È da diverso tempo che in relazione a come alcuni amici si comportino finisco a pensare a quanto siamo tutti diversi. Non nel senso Disney, bensì nel senso di quanti diversi bisogni abbiamo, punti deboli, ferite da curare.
Mai come in questi giorni penso a quanto è strano che quello che per alcuni è scontato, per altri non solo non lo è affatto, ma è pure difficile. Vista in quest'ottica, l'idea di "costruirci" giorno per giorno mi sembra ogni momento più complessa.
E come spesso succede quando hai queste riflessioni un po' vaghe, ad un certo punto cogli che non si trattava solo di una "riflessione vaga", ma di un qualcosa di preciso, un cerchio che ad un certo punto... zak, si è chiuso.
Ho capito all'improvviso un'impostazione mentale che ho sempre avuto. Ho sempre pensato - sempre - che gli altri sapessero qualcosa più di me. E non mi riferisco alle cose importanti, ma più alle cose stupide. Cose come un modo più veloce per rifare il letto, come fare pipì nel water senza fare rumore, come apparecchiare e sparecchiare più efficientemente, tagliarsi meglio e con più praticità le unghie della mano destra, e via dicendo.
Non so da dove possa essermi venuta fuori quest'idea. Ogni volta che penso alla mia famiglia e a come sono stato tirato su, credo che in mezzo a tantissime cose belle, fortunate e giuste ci sia stato anche qualcosa di "sbagliato" da qualche parte nella mia formazione umana, ma si tratta di un terreno un po' nebuloso, per ora.

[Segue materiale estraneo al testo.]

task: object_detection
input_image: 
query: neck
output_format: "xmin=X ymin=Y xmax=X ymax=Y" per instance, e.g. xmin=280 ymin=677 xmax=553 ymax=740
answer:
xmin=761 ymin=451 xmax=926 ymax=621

Eppure quest'idea me la sono portata dentro per davvero tanto tempo.
Gli altri erano sempre un passo avanti a me, indipendentemente da chi fossero, che scuola facessero, quali cose preferissero fare nel finesettimana.
Ad un certo punto, è successo che nel mio percorso abbia voluto comunque cominciare a lavorare per migliorarmi. Eppure ero sempre, ancora, inevitabilmente dietro a tutti.
Credo che tutto questo abbia cominciato a finire ad Arbatax, nella mia prima stagione nell'animazione, estate 2010. In uno Staff di più di 50 persone, ero fermamente convinto che avrei dato il meglio di me, ma che sarei (ovviamente) stato una nullità in confronto agli altri, che erano sicuramente meglio disposti, più bravi, con più esperienza, e via dicendo.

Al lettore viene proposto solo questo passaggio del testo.